Çocuklar sırf çocuk oldukları, güldükleri eğlendikleri ve en önemlisi küçücük kalplerine kocaman dünyaları sığdırabildikleri için her daim büyük bir heyecan uyandırır bizlerin de yüreğinde. Gökyüzüne benzetirim onları, sonsuz berrak ve olabildiğince saf bir halleri vardır her daim. Halet-i ruhiyelerini anlamak için birçok defa yetişkin benliğimizden sıyrılıp onlara doğru yolculuk yapmamızı isterler. Bu yolculukta çocuklara büyüklerinin okuduğu kitaplar, anlattığı hikayeler; gerek manevi duyguların aşılanabilmesi, gerekse görsel ve işitsel zekalarının gelişmesi açısından da büyük önem arz eder. İşte bu yüzden, çocuk köşemizdeki kitap tahlilimizin bu seferki konusu, İlknur Koç Aytaç’ın kaleme aldığı “Bir Kudüs Masalı” isimli 32 sayfalık çocuk kitabı.
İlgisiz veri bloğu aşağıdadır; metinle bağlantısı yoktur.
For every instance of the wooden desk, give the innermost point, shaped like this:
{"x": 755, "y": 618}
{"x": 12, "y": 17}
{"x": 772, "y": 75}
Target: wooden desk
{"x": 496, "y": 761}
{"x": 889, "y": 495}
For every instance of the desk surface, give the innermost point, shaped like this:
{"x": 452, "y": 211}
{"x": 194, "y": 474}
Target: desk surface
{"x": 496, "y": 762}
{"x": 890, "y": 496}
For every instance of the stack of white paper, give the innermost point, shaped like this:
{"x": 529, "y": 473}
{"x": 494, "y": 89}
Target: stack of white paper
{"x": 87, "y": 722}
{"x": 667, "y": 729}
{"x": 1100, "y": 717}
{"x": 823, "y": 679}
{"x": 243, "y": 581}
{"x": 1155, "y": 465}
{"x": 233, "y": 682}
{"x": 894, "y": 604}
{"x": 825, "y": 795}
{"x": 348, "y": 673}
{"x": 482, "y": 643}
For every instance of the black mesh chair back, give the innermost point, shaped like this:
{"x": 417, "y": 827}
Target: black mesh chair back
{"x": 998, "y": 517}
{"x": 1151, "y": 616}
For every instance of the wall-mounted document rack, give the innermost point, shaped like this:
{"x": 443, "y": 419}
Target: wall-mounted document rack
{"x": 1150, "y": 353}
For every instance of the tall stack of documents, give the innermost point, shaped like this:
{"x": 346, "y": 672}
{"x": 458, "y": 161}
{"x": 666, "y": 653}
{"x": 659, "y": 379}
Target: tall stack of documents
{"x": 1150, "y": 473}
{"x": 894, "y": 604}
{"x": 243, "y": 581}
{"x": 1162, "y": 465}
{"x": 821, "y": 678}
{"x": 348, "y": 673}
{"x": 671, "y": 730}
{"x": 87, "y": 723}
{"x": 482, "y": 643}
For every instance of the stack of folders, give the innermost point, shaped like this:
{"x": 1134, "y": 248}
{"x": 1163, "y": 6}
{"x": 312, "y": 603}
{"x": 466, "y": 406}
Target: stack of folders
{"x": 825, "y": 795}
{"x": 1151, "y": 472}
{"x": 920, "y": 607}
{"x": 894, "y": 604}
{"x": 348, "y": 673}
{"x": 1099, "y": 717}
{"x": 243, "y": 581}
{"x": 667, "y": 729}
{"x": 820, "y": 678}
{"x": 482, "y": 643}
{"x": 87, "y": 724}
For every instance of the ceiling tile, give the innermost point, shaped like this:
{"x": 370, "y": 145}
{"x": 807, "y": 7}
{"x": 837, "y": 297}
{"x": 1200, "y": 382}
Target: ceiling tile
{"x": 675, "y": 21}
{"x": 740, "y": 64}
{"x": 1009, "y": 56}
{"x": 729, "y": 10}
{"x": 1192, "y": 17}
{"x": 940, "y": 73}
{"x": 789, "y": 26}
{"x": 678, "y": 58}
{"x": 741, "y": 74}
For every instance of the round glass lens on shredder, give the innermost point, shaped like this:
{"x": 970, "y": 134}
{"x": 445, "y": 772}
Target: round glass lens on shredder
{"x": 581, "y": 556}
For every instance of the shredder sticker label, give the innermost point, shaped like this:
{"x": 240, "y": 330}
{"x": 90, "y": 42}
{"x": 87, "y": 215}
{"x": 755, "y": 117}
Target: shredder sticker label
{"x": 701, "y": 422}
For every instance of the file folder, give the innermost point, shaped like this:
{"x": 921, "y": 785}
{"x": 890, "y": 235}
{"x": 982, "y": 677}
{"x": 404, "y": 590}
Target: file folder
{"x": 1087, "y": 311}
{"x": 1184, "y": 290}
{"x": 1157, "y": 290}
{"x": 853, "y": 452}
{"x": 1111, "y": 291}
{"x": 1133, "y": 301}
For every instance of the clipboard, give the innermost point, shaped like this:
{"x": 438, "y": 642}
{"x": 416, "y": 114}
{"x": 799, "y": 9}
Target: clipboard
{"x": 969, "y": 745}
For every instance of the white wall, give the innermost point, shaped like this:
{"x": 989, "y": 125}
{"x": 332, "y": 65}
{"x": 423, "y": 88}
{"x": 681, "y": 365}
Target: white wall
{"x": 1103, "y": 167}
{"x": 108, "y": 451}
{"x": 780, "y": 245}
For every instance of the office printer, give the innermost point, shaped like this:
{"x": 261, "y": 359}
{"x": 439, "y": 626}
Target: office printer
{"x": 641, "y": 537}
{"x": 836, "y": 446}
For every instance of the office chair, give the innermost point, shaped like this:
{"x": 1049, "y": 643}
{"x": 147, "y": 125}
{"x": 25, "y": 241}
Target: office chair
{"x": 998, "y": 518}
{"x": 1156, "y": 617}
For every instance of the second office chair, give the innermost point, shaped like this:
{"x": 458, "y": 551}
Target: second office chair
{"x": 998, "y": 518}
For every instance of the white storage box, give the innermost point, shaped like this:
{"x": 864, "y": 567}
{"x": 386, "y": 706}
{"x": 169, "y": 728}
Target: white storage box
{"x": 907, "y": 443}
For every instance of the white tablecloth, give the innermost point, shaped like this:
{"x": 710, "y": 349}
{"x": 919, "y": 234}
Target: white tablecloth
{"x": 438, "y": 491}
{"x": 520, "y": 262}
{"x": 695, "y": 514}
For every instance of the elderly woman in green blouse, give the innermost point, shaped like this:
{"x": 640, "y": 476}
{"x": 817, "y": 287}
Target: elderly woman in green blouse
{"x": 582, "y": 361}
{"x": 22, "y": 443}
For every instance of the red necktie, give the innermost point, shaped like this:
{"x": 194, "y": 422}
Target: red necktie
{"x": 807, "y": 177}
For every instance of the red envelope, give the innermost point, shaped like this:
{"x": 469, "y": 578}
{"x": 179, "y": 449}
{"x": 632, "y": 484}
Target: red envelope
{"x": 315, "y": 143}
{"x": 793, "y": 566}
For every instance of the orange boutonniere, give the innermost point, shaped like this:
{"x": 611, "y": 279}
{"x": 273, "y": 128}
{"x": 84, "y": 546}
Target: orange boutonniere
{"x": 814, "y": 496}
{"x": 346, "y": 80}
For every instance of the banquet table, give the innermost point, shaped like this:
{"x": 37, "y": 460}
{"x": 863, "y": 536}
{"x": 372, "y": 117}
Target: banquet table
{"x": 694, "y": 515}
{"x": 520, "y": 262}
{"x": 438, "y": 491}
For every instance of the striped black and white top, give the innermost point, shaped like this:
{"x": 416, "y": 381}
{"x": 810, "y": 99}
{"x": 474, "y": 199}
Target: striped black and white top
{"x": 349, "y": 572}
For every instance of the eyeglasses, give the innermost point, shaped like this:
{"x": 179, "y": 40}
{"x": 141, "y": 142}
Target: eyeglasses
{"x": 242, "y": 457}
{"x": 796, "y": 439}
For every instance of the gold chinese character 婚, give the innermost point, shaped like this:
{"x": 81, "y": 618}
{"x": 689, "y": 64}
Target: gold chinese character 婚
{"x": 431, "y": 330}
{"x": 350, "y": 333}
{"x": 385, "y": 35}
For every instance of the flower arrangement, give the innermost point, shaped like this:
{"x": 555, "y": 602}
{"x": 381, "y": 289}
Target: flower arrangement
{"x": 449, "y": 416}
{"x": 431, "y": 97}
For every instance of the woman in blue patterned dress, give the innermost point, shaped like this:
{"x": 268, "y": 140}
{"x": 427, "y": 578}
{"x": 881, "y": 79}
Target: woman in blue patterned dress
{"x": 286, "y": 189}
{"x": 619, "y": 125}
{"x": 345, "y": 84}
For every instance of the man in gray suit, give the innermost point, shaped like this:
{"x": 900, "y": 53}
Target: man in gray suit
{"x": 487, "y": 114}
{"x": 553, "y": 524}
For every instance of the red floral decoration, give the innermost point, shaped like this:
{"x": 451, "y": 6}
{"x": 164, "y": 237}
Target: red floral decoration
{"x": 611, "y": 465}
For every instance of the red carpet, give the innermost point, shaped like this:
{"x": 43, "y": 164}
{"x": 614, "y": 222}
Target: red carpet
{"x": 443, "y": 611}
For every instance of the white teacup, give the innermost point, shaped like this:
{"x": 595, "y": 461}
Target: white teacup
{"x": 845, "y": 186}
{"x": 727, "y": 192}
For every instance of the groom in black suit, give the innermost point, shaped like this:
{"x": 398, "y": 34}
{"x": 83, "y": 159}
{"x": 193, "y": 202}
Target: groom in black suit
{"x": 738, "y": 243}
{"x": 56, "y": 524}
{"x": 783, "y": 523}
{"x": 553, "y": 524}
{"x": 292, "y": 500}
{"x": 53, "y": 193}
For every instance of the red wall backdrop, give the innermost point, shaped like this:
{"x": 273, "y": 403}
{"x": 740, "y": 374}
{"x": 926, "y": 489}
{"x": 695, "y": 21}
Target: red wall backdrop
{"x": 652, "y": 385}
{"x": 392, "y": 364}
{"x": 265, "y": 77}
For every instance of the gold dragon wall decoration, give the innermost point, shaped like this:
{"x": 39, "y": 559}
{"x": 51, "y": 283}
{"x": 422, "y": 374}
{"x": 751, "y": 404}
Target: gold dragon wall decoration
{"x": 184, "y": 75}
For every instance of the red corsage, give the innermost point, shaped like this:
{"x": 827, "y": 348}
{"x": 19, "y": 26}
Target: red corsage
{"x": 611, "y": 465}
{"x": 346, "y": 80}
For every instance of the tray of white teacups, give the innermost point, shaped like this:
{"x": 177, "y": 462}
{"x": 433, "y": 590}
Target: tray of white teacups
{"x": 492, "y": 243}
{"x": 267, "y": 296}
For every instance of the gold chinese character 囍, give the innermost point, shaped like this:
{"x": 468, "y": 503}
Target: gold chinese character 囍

İlknur Koç Aytaç bilhassa çocukların kalplerini Kudüs’e dokundurmak için kaleme almış görünüyor bu kitabı. Kitabımızdaki çocuk kahramanımızın bir anda Kudüs’ü göresi geliyor, sırt çantasını ve dedesinin verdiği köstekli saati alıp koyuluyor yola. Yolda rengarenk konuşan bir gökkuşağı, tüm meyveleri barındıran bir meyve ağacı, uçsuz bucaksız kitap dağları, masal kuşları ile karşılaşıp hepsine çantasında bir yer ayırıp bütün bunları Kudüs’e getiriyor. Çocukların her daim dünyasını şekillendiren bu ögelerin hepsini karakterimiz Kudüs için feda ediyor ve ona göre bu feda ediş Kudüs’ü dünyanın en huzurlu şehri yapmaya yetiyor çünkü sırtında taşıdığı çanta kalbi kadar büyük. Köstekli saat zamanı, gökkuşağı gökyüzünü, meyve ağacı bahçeleri, kitaplar zihinleri ve kalpleri, masal kuşları da çocukların gülüşlerini değiştiriyor masalımızın sonunda, şehirlerin kalbi Kudüs’te.

kudüs alıntı

Kudüs Yürekli Çocuk

Kitabın resimlemeleri ve hikayenin ilerleyiş biçimi küçük çocuklar için de merak uyandırıcı ve ilgi çekici bir niteliğe sahip. Bilhassa Kudüs temsilleri bir çocuğun adeta hayallerini süsleyebilecek minvalde resmedilmiş. Ayrıca çocuk kitabı olsa dahi bu kitabın çocukların yüreklerine dava bilincinin tohumlarını serpiştirecek kadar güçlü olduğu kanaatindeyim. Tabii bu kitabın devamında bizlerin de İslam’ın şuurunu kazandırmak açısından yapacağımız yönlendirmelere de bağlı. Bu bağlamda çocuklarımızın Kudüs davası için Filistinli olmalarına gerek yok, sadece Kudüs için atan minik bir kalbin sesini duyabilmek kâfi.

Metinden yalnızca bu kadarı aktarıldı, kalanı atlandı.